Из тринадцати лун года ни одна не имеет такого значения для натуралиста, работающего на открытом воздухе, как апрельская. Я думаю, что нет сомнений в том, что ясное небо, а не температура, является важным фактором в миграционном движении наших птиц, прилетающих с Юга весной. Конечно, утро 14 апреля этого года было достаточно прохладным, чтобы задержать птиц, чувствительных к холоду. На мелких прудах образовался лед, и сильный мороз лег на все возвышенные поля; однако на восходе солнца старые буки были оживлены теми прекрасными птицами, желтыми древесными пеночками. И они не были ни онемевшими, ни безмолвными. Не было ни мгновения, чтобы они отдыхали, ни минуты, чтобы они не пели.
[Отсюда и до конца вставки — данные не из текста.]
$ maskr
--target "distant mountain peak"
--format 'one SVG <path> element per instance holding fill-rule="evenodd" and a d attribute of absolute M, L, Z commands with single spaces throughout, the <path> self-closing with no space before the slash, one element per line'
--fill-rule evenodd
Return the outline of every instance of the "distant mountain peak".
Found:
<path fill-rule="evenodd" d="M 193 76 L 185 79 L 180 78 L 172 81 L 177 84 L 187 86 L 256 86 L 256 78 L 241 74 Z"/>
Апрельская луна также имеет достоинство освещать болота, когда в полную силу выходит на передний план мир лягушек, и, пожалуй, никогда эти слизистые батрахии не бывают такими шумными, как в теплую ночь, при ясном небе и полной луне в апреле. Совершите тогда полуночную прогулку и посмотрите, не прав ли я. Конечно, никто не хочет быть ограниченным обществом квакающих лягушек, но другие существа, несомненно, пересекут ваш путь, и я полагаю, что читатель не живет в совершенно пустынной местности. Мое упоминание лягушек может показаться пренебрежительным, но это незаслуженно. Если они не слишком мудры, то и не совсем глупы, и всем людям хорошо быть осторожными в своих суждениях. Бывают времена и случаи, когда лягушка может перехитрить философа. Попробуйте поймать одну на скользкой грязи и посмотрите, кто будет барахтаться изящнее.

Недавно я бродил пол-ночи по акрам дикого болота, и, хотя часто желал оказаться дома или схватиться за руку друга, теперь, когда все позади, я искренне рад, что решился вторгнуться в места обитания сов, лягушек, выпей и множества мелких существ. Но позвольте мне быть более точным, и еще слово о лягушках. На приливных болотах, где мелкая вода была согрета полуденным солнцем, хорошенькие маленькие квакши устраивали шумный карнавал. На этом этапе моей прогулки я неспешно подошел к кромке воды, но только для того, чтобы обнаружить, что существ можно только слышать, а не видеть; если, конечно, дрожащие пятнышки на мерцающих лужах, которые исчезали при моем приближении, не были ими. Пронзительная резкость их общего пения была чем-то удивительным. Это был не столько хор, сколько дичайшие оргии лилипутских флейтистов. Порой песня этой же лягушки — это резкое щелканье кастаньет, отсюда их название в зоологии, Acris crepitans, но той ночью никто не щелкал. Вчера я забрел на влажный луг и присел на выступающую кочку. Тысячи флейтовых лягушек были вокруг меня, но я не видел ни одной. Я долго сидел там, надеясь, что мое терпение будет вознаграждено со временем, так оно и вышло. Наконец одна осторожно вышла из своего укрытия в затопленной траве, высунув лишь голову над поверхностью воды, и внимательно осмотрела окрестности. Она смотрела на меня с большим подозрением, а затем медленно выползла на вытянутую траву, пока не оказалась совсем над водой. Казалось, прошло много времени, прежде чем она устроилась на своем насесте, но, удобно усевшись, она, казалось, проглотила большой глоток воздуха; на самом деле, должно быть, так и сделала, ибо немедленно под ее нижней челюстью образовался огромный шарообразный мешок. Солнечный свет был благоприятным, и я мог видеть, что мешок содержал около двух капель воды. Затем началось флейтовое пение. Движение рта было слишком незначительным, чтобы его заметить, но перепончатый шар уменьшался или увеличивался с каждым звуком. Временами он не исчезал полностью. Заметив это, я слегка пошевелился, чтобы привлечь внимание существа. Оно немедленно прекратило петь, но мешок остался слегка уменьшенным в размере. Поскольку я снова был совершенно спокоен, уверенность вернулась к нему, и пронзительный монотонный «пип!» возобновился, но в еще более высокой тональности, как будто чтобы наверстать упущенное время, которое вызвало мое легкое вмешательство.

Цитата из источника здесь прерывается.